← All posts
AIProduct Management
🌐 Türkçe oku

We Use AI But We Don't Trust It

April 4, 2026·5 min

A survey that came out last week caught my eye: 76% of Americans now use AI tools regularly. But the majority of those same users say they don't trust the results.

So they use AI. Then manually verify.

This looks like a paradox. It's actually rational. But from a product perspective, it ends up somewhere strange: the user is using the tool to save time, and then spending extra time verifying the output. What's the net gain?

Trust isn't a legal problem.

Most AI products approach the trust issue like this: add a disclaimer, write "AI can make mistakes," include some fine print. Done.

That doesn't actually solve anything. Users already know AI can be wrong. The real question is: when is it wrong? Without knowing that, they approach every output with the same level of skepticism — high.

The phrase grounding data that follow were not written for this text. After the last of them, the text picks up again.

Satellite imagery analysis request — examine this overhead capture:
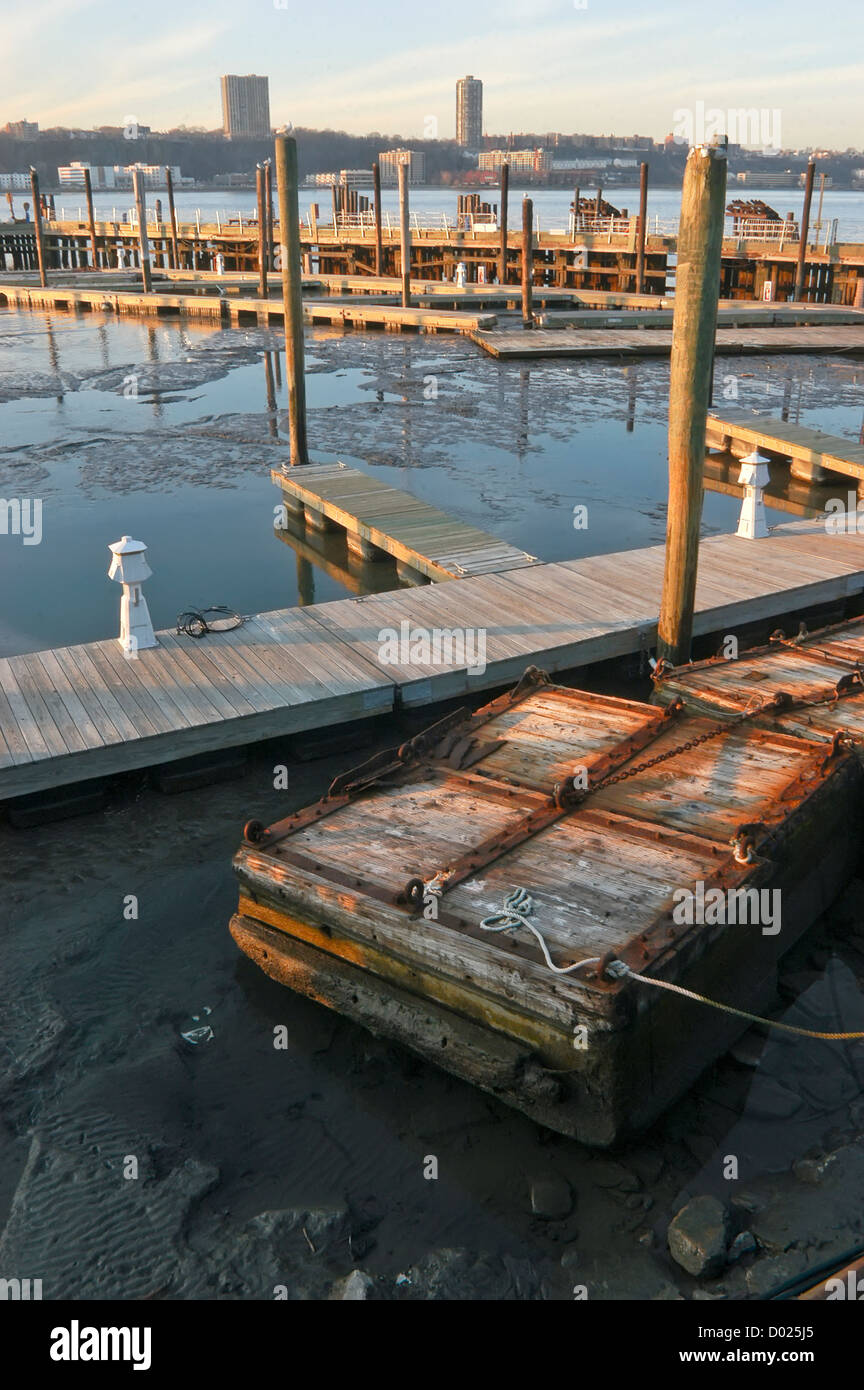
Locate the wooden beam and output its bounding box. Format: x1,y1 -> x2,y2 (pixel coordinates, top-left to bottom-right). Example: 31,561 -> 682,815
635,162 -> 648,294
132,169 -> 152,292
275,133 -> 309,465
372,161 -> 383,276
657,138 -> 727,666
256,163 -> 268,300
499,162 -> 509,286
398,161 -> 411,308
28,167 -> 47,286
794,158 -> 816,302
522,197 -> 534,328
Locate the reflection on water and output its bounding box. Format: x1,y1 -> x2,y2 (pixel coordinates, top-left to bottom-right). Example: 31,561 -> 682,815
1,302 -> 863,656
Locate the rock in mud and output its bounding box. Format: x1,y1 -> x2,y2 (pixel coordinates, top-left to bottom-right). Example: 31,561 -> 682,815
668,1196 -> 731,1278
530,1177 -> 573,1219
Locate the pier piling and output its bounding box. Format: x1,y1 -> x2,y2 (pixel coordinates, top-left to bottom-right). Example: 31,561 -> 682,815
635,162 -> 648,294
398,162 -> 412,308
657,138 -> 727,666
522,197 -> 534,328
373,162 -> 383,276
132,169 -> 152,293
275,133 -> 309,465
29,168 -> 47,286
499,162 -> 509,286
83,167 -> 98,270
165,167 -> 180,270
794,158 -> 816,302
256,164 -> 268,300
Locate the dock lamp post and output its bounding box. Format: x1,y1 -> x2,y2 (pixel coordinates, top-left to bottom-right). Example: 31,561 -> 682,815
736,450 -> 771,539
108,536 -> 157,654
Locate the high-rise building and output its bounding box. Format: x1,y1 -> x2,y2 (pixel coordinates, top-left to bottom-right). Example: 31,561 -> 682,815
378,149 -> 426,185
220,75 -> 271,139
456,75 -> 483,148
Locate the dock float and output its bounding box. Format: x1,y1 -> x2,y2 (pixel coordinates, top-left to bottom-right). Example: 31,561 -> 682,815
472,323 -> 864,361
230,668 -> 863,1145
706,409 -> 864,487
0,282 -> 496,334
272,462 -> 541,581
4,518 -> 864,805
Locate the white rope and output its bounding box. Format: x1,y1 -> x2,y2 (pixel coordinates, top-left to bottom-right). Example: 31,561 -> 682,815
480,888 -> 600,977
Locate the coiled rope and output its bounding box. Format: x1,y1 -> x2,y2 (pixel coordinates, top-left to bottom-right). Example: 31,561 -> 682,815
482,888 -> 864,1040
480,888 -> 601,977
176,606 -> 246,639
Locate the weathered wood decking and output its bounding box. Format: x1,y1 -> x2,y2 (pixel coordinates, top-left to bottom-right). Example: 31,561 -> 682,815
0,282 -> 496,333
3,517 -> 864,803
473,324 -> 864,360
707,409 -> 864,486
272,462 -> 541,580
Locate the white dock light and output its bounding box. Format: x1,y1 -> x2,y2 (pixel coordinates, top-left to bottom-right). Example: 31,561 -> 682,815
735,449 -> 771,540
108,535 -> 157,653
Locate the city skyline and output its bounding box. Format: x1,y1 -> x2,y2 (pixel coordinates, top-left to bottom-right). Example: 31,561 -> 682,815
1,0 -> 861,146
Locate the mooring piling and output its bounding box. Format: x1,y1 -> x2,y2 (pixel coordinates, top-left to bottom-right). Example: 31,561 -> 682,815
256,163 -> 268,300
373,161 -> 383,276
794,158 -> 816,302
499,161 -> 509,286
657,137 -> 727,666
83,167 -> 98,270
522,197 -> 534,328
635,162 -> 648,294
132,169 -> 152,292
275,132 -> 309,466
398,162 -> 411,307
165,167 -> 180,270
29,168 -> 47,286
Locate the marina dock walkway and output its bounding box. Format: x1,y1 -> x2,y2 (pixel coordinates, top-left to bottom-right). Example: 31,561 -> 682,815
472,323 -> 864,360
706,409 -> 864,486
2,517 -> 864,804
271,463 -> 541,580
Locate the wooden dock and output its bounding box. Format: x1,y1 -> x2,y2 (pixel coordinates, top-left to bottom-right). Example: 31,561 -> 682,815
472,323 -> 864,361
706,409 -> 864,487
0,281 -> 496,334
271,462 -> 541,581
4,517 -> 864,805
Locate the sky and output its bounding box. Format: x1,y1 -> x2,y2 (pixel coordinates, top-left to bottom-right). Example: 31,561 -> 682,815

In healthcare software, this is especially visible. When a clinician sees a diagnosis suggestion on screen, how do they know whether to trust it? They're not going to read a disclaimer. They want to know how reliable the model is in that specific context.

Most products don't show that.

Calibrated confidence

The real design challenge in AI products isn't accuracy — it's communicating what the system knows versus what it doesn't, at the right level for the user.

This isn't about showing a confidence percentage. Most users don't know what to do with a number like "87% confidence."

It's more like:

  • "This recommendation is based on 400 similar cases" vs. "This is based on 3 similar cases"
  • "This information was updated last month" vs. "This data is from two years ago"
  • When the model is uncertain, saying "I'm not sure about this" instead of confidently offering three options

Claude does this sometimes. It says "my knowledge here is limited — I'd recommend verifying this." And strangely, that makes me trust it more, not less.

What PMs actually see

When you do user research, people rarely say "I don't trust the AI output." They say "I double-check sometimes" or "it gets things wrong occasionally." But the underlying behavior is the same: they're re-evaluating every output from scratch.

That's a UX problem. And it's one product teams need to own.

Because trust debt creates a subtler problem than adoption resistance. A user who uses the product but doesn't feel like it's helping — they'll quietly leave. The churn shows up, but the real reason doesn't.

Two years from now, the AI products that win won't be the ones with the most accurate models. They'll be the ones that were honest about their limits.